El Barça afronta el penúltimo round con su gente y sin fantasmas de ‘Tamudazo’. Más que nada, porque Tamudo ya no juega, ni siquiera un De La Peña de turno que meta miedo. La última vacuna del Valencia en el Camp Nou hirió el orgullo del campeón. De repente, de la noche a la mañana, los azulgranas habían perdido la mirada del tigre por razones fantasmagóricas. Sin rotaciones parecía que la MSN había entrado en fase de oxidación, pero las estadísticas contra el propio Valencia, con un Diego Alves omnipresente, desmintieron el desplome físico.
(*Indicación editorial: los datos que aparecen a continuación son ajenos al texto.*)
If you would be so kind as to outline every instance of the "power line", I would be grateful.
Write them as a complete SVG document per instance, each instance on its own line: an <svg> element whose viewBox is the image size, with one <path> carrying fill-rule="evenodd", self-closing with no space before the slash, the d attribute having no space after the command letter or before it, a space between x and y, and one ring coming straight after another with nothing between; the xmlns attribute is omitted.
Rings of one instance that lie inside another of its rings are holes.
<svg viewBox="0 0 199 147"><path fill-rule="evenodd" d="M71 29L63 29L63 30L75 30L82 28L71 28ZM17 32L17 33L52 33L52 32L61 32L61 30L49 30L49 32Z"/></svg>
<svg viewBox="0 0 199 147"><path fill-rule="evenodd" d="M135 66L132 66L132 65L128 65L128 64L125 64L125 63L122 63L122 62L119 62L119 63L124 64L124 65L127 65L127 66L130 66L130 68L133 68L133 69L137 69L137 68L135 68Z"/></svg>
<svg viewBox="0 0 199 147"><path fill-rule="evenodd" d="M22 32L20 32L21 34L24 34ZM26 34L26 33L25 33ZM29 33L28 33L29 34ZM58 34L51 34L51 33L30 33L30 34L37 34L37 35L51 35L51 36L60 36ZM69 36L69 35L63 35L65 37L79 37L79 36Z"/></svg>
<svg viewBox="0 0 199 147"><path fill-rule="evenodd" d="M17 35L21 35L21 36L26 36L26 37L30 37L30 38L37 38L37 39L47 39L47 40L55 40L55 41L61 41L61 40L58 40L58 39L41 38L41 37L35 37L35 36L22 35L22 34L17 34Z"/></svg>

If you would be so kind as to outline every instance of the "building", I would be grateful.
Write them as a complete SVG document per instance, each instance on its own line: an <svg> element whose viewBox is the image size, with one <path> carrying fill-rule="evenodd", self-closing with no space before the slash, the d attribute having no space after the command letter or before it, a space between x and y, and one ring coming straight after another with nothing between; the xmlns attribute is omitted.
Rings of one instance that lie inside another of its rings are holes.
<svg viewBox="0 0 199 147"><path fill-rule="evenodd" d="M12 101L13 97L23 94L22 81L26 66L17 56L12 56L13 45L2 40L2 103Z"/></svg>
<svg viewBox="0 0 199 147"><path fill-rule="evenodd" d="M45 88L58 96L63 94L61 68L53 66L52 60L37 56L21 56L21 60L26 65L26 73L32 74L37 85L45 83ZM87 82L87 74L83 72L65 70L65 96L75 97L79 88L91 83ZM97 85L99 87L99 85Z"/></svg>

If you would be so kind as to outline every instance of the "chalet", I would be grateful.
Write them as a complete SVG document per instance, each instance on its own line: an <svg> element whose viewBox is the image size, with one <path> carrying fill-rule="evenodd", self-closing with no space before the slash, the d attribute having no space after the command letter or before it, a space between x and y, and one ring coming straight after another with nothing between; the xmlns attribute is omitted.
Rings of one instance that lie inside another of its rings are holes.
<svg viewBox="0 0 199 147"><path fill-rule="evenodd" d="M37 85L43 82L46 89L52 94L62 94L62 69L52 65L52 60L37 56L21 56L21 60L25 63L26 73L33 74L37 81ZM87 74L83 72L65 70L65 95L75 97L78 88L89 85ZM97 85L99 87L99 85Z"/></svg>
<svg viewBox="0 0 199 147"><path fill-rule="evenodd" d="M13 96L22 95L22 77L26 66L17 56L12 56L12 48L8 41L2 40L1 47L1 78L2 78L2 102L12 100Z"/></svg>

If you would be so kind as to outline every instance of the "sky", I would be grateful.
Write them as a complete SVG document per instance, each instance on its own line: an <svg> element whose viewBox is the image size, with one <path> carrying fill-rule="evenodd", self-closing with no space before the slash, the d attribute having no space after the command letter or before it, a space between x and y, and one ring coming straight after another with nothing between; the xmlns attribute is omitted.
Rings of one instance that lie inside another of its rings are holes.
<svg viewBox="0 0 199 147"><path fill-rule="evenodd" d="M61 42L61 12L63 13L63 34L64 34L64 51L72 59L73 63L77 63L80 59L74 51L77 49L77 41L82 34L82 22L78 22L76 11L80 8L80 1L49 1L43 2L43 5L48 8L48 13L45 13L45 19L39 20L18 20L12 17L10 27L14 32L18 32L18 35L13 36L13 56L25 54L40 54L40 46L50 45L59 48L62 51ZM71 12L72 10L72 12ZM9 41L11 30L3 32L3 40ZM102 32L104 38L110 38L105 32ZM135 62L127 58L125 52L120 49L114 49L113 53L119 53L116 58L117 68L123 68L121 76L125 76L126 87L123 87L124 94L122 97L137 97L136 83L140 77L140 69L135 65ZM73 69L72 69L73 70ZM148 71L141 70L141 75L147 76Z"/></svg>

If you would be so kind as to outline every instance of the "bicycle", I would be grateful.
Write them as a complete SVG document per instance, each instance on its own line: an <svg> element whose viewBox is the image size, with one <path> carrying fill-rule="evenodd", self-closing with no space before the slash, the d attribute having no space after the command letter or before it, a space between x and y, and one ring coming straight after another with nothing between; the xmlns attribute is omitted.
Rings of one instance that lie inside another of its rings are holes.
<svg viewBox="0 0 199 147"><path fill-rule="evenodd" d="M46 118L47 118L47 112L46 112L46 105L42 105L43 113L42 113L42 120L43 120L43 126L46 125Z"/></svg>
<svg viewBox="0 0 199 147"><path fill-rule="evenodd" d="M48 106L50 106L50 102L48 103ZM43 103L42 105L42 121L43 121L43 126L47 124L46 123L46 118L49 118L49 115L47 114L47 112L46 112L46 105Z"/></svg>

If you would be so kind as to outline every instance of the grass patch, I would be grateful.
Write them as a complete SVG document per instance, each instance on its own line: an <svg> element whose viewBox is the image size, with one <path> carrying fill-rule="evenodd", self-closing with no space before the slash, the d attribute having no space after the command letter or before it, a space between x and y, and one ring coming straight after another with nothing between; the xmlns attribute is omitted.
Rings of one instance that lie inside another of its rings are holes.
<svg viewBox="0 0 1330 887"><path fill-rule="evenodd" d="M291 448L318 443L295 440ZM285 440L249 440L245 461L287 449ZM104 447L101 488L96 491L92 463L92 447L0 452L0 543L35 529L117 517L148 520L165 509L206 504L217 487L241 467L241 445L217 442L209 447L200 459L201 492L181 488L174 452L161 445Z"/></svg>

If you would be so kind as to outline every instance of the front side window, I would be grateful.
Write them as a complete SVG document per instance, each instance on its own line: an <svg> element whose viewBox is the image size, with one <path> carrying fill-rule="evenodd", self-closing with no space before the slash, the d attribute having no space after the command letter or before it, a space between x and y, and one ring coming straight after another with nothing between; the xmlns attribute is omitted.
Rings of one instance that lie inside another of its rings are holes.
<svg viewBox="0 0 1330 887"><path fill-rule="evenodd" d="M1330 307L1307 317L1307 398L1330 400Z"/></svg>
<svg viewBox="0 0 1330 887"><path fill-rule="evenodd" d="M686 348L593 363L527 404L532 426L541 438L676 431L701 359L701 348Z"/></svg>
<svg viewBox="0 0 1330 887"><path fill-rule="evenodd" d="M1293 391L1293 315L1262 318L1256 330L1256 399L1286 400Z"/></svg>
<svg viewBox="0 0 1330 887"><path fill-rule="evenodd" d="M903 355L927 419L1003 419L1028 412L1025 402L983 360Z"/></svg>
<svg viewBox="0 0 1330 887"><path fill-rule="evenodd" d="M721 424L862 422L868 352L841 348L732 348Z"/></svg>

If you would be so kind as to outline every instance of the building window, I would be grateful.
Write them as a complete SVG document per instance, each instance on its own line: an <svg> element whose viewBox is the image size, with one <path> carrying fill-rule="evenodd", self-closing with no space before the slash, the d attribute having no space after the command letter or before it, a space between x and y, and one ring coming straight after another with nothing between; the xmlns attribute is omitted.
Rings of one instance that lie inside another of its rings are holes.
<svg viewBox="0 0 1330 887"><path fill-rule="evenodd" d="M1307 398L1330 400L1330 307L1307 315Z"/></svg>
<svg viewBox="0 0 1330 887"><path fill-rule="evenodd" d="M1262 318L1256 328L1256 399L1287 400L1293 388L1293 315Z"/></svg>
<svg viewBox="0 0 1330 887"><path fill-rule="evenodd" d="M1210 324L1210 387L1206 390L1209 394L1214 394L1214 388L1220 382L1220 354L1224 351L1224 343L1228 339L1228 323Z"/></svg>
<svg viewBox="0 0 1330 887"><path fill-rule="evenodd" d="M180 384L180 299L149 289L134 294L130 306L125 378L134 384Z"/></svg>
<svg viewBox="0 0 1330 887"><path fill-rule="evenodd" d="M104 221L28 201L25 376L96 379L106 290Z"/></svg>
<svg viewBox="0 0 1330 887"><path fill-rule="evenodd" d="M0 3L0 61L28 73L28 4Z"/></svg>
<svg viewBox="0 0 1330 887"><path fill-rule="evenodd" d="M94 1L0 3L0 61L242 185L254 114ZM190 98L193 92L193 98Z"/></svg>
El Barcelona juega según la ley Messi, y aunque Suárez remate balones por tierra, mar y aire, sólo hay un Oscar para el mejor actor. Sucede lo mismo con Griezmann, con un caché inigualable en la alfombra roja de Hollywood. Simeone decidió reservarle hasta que se hartó de la apatía de Oliver Torres y Vietto (quién le ha visto y quién le ve). El Rayo aclaró al ‘Cholo’ que sólo once titulares se desviven por ese grafiti que ocupa todas las paredes del Cerro del Espino: el esfuerzo no se negocia…para casi todos.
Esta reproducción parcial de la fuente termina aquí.